Assessing the impact of comparative genomic sequence data on the functional annotation of the Drosophila genome
1 Berkeley Drosophila Genome Project, Lawrence Berkeley National Laboratory, One Cyclotron Road, Berkeley, CA 94720, USA
2 Department of Molecular and Human Genetics, Baylor College of Medicine, Houston, TX 77030, USA
3 Exelixis Inc., South San Francisco, CA 94080, USA
4 Howard Hughes Medical Institute, Department of Molecular and Cellular Biology, University of California, Berkeley, CA 94720, USA
5 Children's Hospital and Research Center at Oakland, Oakland, CA 94609, USA
6 Current address: Departamento de Biologia Molecular, Universidad Autonoma de Tamaulipas-UAMRA, Reynosa, CP 88740, Mexico
7 Current address: Department of Physiology, University of California, San Francisco, CA 94143, USA
8 Current address: Department of Bioinformatics and Computational Biology, Iowa State University, Ames, IA 50011, USA
9 These authors contributed equally to this work
Genome Biology 2002, 3:research0086-0086.20 doi:10.1186/gb-2002-3-12-research0086
This article is part of a series of refereed research articles from Berkeley Drosophila Genome Project, FlyBase and colleagues, describing Release 3 of the Drosophila genome, which are freely available at http://genomebiology.com/drosophila/.Published: 30 December 2002
It is widely accepted that comparative sequence data can aid the functional annotation of genome sequences; however, the most informative species and features of genome evolution for comparison remain to be determined.
We analyzed conservation in eight genomic regions (apterous, even-skipped, fushi tarazu, twist, and Rhodopsins 1, 2, 3 and 4) from four Drosophila species (D. erecta, D. pseudoobscura, D. willistoni, and D. littoralis) covering more than 500 kb of the D. melanogaster genome. All D. melanogaster genes (and 78-82% of coding exons) identified in divergent species such as D. pseudoobscura show evidence of functional constraint. Addition of a third species can reveal functional constraint in otherwise non-significant pairwise exon comparisons. Microsynteny is largely conserved, with rearrangement breakpoints, novel transposable element insertions, and gene transpositions occurring in similar numbers. Rates of amino-acid substitution are higher in uncharacterized genes relative to genes that have previously been studied. Conserved non-coding sequences (CNCSs) tend to be spatially clustered with conserved spacing between CNCSs, and clusters of CNCSs can be used to predict enhancer sequences.

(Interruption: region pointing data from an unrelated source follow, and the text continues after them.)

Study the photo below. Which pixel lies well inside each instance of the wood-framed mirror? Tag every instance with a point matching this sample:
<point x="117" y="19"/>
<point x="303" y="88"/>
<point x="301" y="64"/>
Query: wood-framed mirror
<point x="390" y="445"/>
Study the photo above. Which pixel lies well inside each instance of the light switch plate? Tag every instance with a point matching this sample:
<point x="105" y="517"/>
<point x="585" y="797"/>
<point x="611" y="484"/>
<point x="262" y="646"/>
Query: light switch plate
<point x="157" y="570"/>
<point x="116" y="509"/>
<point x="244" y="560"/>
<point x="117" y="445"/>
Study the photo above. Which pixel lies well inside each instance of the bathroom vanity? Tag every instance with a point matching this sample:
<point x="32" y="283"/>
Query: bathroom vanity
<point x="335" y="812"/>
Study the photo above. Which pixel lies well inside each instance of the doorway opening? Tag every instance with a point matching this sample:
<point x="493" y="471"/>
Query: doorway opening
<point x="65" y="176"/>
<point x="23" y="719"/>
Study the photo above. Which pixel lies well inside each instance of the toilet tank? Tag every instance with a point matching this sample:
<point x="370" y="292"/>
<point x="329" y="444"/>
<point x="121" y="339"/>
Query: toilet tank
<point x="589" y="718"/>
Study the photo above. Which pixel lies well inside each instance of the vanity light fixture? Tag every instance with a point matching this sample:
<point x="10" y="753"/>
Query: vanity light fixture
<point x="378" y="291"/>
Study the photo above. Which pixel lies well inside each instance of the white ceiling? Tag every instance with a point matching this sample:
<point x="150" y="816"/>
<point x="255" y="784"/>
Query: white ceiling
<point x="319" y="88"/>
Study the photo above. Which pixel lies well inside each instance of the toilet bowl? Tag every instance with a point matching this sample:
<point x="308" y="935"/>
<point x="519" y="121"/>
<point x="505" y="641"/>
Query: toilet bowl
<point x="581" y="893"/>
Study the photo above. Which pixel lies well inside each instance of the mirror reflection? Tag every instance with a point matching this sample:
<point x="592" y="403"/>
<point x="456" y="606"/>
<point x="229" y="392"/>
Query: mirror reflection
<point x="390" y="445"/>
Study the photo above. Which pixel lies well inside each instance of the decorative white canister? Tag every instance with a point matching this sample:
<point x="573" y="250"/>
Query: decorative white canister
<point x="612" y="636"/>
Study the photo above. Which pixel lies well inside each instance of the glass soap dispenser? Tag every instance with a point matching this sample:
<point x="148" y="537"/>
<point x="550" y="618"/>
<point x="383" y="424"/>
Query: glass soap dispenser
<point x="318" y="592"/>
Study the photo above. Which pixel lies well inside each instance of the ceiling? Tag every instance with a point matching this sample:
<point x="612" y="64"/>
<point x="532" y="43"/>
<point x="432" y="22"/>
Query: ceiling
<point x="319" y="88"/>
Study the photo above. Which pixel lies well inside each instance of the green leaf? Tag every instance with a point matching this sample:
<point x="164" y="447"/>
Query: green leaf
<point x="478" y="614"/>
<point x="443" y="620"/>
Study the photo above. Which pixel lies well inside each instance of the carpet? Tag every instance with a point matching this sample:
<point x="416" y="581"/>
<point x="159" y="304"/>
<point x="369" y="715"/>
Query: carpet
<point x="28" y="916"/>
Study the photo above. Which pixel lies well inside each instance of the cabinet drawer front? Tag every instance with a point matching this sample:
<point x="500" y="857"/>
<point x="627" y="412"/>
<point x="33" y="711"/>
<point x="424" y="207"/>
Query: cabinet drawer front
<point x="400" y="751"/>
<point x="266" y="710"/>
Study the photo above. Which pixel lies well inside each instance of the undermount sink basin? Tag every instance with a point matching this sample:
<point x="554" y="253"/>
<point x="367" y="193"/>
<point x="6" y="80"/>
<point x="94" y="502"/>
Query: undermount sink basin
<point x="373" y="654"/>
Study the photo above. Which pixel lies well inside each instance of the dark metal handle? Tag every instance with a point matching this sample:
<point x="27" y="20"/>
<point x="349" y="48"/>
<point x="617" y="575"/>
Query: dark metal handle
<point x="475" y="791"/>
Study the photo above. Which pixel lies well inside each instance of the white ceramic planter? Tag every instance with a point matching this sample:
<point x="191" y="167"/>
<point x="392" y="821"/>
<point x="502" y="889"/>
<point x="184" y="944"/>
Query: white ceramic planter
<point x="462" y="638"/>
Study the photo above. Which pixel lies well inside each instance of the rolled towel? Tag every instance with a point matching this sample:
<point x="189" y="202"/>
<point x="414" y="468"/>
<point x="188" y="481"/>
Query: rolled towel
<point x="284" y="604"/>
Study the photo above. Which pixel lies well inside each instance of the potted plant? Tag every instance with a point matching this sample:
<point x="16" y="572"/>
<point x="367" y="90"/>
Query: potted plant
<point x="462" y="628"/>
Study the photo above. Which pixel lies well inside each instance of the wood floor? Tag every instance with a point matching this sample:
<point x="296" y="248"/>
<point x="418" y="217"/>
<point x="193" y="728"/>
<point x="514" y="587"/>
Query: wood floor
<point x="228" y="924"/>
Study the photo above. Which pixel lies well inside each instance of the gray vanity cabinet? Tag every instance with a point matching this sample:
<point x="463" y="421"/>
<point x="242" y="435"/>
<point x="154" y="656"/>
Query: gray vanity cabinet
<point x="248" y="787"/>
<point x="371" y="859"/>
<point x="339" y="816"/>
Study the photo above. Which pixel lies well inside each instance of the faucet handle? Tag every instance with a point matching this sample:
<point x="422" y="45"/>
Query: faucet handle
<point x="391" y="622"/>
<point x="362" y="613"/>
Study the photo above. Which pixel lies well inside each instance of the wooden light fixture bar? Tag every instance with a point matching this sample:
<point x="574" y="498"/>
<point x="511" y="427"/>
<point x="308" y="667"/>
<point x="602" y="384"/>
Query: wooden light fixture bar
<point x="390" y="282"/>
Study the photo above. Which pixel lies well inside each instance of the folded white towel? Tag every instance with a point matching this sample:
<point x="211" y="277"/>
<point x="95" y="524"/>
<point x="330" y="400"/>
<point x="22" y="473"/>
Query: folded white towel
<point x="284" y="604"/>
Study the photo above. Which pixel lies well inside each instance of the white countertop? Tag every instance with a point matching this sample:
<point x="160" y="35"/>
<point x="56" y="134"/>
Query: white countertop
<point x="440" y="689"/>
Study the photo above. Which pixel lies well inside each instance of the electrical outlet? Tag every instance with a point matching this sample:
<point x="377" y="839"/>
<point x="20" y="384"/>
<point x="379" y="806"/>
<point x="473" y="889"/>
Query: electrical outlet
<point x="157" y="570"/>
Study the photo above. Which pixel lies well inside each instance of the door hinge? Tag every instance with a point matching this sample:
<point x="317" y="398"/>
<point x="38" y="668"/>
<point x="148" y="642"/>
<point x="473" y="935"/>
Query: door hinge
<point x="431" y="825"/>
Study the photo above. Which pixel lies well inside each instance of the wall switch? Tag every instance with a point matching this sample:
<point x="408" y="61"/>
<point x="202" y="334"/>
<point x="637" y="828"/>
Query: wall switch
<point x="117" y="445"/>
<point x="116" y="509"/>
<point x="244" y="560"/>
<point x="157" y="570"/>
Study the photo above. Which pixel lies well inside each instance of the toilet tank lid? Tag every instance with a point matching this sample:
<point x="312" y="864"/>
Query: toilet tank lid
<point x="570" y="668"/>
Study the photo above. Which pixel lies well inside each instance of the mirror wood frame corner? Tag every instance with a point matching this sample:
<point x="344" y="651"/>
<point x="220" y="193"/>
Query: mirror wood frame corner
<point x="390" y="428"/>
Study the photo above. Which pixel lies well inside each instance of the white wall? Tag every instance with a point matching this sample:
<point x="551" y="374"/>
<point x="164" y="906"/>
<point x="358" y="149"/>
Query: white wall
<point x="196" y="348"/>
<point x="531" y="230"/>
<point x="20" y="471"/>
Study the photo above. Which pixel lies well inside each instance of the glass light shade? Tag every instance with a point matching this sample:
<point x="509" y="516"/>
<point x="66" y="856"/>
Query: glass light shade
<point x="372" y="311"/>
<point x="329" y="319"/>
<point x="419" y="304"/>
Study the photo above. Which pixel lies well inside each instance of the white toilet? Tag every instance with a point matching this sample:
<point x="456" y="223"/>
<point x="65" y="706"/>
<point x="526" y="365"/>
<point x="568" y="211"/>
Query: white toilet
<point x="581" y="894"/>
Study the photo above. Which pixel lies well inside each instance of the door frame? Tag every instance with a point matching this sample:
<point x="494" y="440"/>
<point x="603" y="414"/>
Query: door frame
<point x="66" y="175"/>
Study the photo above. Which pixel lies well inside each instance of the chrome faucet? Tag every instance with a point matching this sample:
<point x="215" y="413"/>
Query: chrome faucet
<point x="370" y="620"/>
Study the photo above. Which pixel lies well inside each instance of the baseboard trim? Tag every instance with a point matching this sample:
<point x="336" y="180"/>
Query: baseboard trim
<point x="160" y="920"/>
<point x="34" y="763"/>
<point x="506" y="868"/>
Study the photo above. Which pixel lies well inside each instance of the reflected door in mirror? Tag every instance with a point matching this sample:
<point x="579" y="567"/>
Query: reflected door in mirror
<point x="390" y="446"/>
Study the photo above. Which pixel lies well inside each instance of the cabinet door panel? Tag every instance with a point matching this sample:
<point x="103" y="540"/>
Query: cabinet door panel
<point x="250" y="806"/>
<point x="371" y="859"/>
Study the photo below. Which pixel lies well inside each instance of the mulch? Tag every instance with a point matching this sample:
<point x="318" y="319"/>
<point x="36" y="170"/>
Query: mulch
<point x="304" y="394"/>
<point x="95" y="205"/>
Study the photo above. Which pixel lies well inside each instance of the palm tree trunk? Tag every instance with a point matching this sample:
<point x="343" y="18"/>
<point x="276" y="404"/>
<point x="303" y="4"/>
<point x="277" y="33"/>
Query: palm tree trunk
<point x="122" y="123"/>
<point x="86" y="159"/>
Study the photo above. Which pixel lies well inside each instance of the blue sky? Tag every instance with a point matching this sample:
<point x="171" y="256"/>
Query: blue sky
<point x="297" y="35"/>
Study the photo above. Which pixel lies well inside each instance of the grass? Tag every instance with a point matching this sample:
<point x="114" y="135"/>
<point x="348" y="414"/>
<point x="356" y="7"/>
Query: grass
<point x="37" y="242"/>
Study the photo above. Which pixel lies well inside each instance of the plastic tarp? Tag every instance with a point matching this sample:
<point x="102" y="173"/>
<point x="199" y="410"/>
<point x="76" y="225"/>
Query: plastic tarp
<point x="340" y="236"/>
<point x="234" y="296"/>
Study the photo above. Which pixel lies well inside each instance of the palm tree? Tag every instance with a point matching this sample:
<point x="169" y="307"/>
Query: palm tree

Our results provide the basis for choosing species whose genome sequences would be most useful in aiding the functional annotation of coding and cis-regulatory sequences in Drosophila. Furthermore, this work shows how decoding the spatial organization of conserved sequences, such as the clustering of CNCSs, can complement efforts to annotate eukaryotic genomes on the basis of sequence conservation alone.